22 11 2011 Tahrir square million man marchNaguib Sawiris feigned support for the Egyptian Revolution, but now the mask is slipping / Image: public domain

The COVID-19 situation has completely exposed big capitalists around the world for what they really are. For the Egyptian masses, there is now no way that Naguib Sawiris could ever be a potential ally or supporter. He is a merciless and money-grabbing parasite living off the working class. He is first in the line of enemies to be fought head on. Behind him are various stooges in the bourgeois media, such as an actress who suggested that anyone mentioning the plight of seasonal workers deserves a slap in the face. The backlash that these craven spokespeople for the ruling class and their paymasters are facing is ferocious.

Naguib Sawiris was so damaged by the anger he had provoked that a donation of 100 million Egyptian pounds (just $6m) to his family’s foundation for “social development”, which would normally be enough to win over some layers of the public, did nothing. In the end, he had to agree to pay his workers who were unable to work due to self-isolation 50 percent of their wages. He explained that this would mean they were “sharing the sacrifice equally”. How one man taking the same share as that received by millions of workers could claim that this was an equitable “sacrifice” defies comprehension. As one person asked online, “Does that mean we share in your profits as well?”

Class consciousness

A post went viral calculating that, if Sawiris burned all of his money in 200 EGP notes one at a time, he would still be burning them in 200 years. Indeed, his declared personal fortune alone could pay the wages of 2 million Egyptians for a year if the economy shut down altogether.

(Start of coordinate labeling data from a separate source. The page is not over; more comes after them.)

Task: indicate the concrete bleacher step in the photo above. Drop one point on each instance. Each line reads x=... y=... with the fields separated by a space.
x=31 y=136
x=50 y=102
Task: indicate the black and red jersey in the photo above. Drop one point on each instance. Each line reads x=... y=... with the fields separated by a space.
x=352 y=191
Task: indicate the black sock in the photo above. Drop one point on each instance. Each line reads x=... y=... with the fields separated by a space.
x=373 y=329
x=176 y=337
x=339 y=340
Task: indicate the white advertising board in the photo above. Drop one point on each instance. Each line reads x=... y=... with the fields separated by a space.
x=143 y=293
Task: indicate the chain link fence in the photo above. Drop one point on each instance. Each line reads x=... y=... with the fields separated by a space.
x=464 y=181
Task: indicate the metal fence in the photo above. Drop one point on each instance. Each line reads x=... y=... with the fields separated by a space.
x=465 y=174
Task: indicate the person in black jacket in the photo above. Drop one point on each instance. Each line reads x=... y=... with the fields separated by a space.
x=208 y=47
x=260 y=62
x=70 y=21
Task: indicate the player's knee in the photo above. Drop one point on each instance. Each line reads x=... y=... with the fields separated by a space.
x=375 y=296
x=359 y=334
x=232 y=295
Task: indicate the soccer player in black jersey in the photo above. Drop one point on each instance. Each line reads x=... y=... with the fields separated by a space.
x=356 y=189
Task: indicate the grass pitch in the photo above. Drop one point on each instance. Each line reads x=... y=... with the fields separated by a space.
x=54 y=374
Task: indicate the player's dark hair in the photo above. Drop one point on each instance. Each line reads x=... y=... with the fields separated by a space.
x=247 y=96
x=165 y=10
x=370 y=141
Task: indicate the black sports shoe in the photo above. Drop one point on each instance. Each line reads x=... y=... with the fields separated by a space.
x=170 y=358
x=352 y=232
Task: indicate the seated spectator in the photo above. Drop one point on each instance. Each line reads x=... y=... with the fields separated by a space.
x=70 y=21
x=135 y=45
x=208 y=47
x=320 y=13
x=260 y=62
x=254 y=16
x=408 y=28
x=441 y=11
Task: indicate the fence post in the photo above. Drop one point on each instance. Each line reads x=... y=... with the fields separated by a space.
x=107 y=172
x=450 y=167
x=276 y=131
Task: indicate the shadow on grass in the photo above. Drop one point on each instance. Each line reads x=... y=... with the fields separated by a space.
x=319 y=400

Class consciousness is developing by leaps and bounds in Egypt due to the example set by Naguib Sawiris, along with other Egyptian bourgeois, placing their profits before the lives of their workers. And as the impacts of the pandemic worsen in Egypt, the Egyptian masses will be pushed closer and closer to getting to their feet once more.

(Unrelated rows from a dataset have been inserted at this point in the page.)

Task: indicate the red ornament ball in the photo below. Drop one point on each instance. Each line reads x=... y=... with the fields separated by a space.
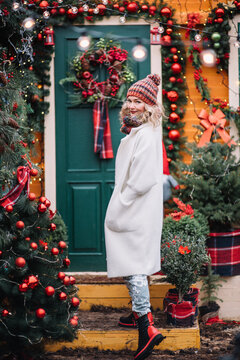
x=75 y=301
x=219 y=12
x=174 y=117
x=20 y=225
x=34 y=246
x=62 y=296
x=73 y=322
x=132 y=7
x=172 y=95
x=23 y=287
x=176 y=68
x=40 y=313
x=165 y=11
x=174 y=135
x=20 y=262
x=33 y=172
x=32 y=196
x=61 y=275
x=49 y=290
x=42 y=208
x=5 y=313
x=66 y=262
x=62 y=245
x=43 y=4
x=9 y=208
x=55 y=251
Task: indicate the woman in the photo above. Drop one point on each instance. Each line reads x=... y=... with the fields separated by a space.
x=133 y=221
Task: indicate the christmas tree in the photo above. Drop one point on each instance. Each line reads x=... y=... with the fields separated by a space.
x=211 y=183
x=37 y=299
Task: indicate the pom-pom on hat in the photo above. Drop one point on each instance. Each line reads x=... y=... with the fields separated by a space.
x=146 y=89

As it stands, the Egyptian government has announced a list of economic sectors and industries that have to be shut down while the virus pandemic rages, and many of Naguib Sawiris’ companies are explicitly excluded from this list. This situation reveals that, at bottom, what rules Egypt is not a strongman president but cold, cruel finance capital. All of the repressive measures taken by successive regimes over the past decade are ultimately in the cause of capital.

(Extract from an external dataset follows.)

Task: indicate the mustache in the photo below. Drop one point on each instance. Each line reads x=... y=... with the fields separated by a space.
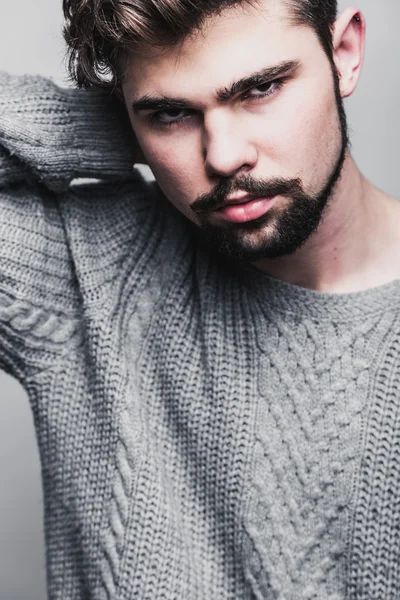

In fact, what has become abundantly clear during the current crisis, in Egypt as in other countries, is that there is a tiny fraction of society living off the backs of working people, contributing nothing itself and actively withholding resources vital for human need. Moreover, we have seen that the mere thought of workers having to stop work has the ruling class running scared to national governments. This exposes where the real power in society lies. Let the Sisi regime and capitalists alike tremble as the Egyptian working class begins to realise their power.